Chapitre 4
Roi
Je n'aurais jamais pensé qu'Alyssa Bennett me contacterait. Pour qu'elle soit aussi désespérée, je suppose qu'elle en a enfin eu assez de son mari de merde.
Ça fait un moment que je n'ai rien conduit d'autre que ma moto, mais quand elle a appelé, j'ai sorti mon camion de son repos dans le garage.
Je me gare à côté de la voiture rouge sur le bord de la route, le soleil commençant à se coucher à l'horizon. Alyssa saute immédiatement du siège du conducteur et se précipite vers l'arrière. D'abord, elle attrape un sac à langer, puis un siège auto.

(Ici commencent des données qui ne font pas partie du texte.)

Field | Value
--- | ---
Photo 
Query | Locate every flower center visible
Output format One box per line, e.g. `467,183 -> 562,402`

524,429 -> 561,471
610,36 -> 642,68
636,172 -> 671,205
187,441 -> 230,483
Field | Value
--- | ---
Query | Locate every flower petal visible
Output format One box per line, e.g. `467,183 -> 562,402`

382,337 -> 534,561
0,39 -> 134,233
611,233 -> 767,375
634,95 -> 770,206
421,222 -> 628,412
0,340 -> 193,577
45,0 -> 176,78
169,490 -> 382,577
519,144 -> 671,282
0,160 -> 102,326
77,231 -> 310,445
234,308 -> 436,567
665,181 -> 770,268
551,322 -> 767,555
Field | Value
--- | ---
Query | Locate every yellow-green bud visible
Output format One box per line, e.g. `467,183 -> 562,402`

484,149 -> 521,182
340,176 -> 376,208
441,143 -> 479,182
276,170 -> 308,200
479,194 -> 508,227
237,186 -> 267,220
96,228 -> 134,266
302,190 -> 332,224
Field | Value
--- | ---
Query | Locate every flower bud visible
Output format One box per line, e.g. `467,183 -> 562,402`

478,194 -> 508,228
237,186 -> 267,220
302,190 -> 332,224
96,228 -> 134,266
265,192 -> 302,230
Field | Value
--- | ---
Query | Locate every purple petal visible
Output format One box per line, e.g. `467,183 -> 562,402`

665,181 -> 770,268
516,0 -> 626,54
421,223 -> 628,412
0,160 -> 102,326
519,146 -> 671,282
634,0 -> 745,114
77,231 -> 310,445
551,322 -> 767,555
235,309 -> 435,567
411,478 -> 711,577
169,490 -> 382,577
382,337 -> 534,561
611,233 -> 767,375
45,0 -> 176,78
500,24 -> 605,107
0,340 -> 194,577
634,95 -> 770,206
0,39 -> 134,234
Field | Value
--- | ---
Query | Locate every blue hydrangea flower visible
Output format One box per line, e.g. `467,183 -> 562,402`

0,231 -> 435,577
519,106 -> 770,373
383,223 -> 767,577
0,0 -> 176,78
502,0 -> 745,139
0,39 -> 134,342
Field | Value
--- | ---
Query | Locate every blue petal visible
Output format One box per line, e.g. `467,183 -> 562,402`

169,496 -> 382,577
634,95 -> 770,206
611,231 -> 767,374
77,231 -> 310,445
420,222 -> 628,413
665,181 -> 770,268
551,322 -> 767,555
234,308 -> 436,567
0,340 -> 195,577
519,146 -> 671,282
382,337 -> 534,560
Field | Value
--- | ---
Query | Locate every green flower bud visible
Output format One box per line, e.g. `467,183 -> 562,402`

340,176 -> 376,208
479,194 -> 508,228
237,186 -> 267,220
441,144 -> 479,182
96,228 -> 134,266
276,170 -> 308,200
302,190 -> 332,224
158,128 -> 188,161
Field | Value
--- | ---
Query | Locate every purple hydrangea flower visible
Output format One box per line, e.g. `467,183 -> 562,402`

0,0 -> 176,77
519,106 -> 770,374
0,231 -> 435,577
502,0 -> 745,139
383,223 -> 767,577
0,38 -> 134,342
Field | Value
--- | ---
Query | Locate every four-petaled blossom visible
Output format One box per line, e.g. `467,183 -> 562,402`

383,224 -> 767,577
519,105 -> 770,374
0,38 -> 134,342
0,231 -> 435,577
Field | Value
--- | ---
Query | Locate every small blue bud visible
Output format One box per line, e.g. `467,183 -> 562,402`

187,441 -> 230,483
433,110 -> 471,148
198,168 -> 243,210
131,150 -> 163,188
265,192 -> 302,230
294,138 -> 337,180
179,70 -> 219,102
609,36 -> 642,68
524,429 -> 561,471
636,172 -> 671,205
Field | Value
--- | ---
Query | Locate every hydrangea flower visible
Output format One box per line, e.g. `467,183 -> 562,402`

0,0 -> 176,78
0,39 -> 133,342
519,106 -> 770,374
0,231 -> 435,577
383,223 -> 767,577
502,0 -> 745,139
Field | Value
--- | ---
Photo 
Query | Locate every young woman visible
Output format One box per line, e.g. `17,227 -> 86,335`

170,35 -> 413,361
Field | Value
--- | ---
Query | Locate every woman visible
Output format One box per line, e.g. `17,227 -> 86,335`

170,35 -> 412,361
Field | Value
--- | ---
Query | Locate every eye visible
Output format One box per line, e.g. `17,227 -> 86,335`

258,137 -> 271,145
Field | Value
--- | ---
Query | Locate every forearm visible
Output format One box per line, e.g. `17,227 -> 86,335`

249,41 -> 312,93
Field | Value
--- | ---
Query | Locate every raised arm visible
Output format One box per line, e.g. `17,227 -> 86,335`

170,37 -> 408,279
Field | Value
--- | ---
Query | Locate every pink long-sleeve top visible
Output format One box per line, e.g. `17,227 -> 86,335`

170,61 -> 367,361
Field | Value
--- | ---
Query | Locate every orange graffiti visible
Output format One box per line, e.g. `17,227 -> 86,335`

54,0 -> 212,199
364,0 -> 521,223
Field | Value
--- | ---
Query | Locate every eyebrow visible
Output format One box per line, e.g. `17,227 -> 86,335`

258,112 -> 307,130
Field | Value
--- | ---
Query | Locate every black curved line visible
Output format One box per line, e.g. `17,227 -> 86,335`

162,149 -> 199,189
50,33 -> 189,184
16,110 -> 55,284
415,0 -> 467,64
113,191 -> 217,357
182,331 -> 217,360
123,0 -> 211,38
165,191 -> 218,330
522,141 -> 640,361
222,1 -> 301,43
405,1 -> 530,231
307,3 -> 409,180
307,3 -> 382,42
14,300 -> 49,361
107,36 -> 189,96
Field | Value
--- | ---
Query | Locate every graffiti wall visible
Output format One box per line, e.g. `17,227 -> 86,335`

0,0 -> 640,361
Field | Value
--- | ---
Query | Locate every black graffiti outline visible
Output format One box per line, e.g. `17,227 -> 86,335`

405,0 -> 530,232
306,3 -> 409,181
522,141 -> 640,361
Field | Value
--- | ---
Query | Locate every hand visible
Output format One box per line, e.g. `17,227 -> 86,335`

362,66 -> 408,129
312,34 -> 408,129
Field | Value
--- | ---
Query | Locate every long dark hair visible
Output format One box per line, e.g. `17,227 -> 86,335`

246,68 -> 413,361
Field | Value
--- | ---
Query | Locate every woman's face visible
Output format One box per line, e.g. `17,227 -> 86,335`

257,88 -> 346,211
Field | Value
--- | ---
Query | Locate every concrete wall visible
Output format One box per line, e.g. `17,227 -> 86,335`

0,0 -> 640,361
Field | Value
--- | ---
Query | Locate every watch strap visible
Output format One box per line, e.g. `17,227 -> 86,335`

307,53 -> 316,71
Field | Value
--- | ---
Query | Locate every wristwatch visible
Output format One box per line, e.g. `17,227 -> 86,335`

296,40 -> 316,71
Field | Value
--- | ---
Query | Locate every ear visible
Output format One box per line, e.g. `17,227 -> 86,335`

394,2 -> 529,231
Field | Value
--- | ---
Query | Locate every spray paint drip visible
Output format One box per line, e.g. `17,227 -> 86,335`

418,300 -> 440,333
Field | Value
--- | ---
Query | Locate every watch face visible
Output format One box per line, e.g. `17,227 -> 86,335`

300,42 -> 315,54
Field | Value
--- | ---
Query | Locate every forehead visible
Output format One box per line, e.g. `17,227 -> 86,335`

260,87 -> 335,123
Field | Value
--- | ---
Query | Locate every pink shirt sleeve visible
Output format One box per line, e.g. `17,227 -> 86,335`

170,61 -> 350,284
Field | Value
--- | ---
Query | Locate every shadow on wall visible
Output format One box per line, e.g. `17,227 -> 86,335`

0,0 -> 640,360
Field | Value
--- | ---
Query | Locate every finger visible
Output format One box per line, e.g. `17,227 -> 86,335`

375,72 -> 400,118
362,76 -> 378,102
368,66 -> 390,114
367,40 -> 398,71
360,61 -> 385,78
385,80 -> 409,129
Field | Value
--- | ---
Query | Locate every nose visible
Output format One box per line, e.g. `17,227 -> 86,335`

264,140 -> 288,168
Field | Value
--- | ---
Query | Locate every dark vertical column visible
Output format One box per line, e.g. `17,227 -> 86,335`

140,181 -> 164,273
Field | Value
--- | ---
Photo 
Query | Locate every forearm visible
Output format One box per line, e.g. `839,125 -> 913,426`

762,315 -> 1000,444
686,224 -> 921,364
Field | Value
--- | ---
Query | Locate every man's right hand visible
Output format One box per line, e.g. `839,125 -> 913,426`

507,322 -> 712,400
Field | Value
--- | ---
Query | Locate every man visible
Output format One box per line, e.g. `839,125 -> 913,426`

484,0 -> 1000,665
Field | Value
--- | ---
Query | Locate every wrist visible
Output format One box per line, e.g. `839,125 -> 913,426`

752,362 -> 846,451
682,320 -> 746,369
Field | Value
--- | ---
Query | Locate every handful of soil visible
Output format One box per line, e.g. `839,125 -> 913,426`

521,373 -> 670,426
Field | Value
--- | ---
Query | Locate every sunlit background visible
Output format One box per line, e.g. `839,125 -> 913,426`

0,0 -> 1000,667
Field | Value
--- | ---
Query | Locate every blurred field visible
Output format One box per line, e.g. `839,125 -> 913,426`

Je plisse les yeux pour m'assurer que je vois bien.
Ouais, c'est bien un siège auto.
En sortant de mon camion, je propose de l'aider avec son sac. Je la regarde installer le siège auto sur la banquette arrière. Je ne savais pas à quoi m'attendre, mais un vrai bébé, habillé d'une grenouillère rose et faisant de petits bruits, ce n'était pas ça.
Peut-être que c'est sa nièce ou quelque chose comme ça, je me demande en silence.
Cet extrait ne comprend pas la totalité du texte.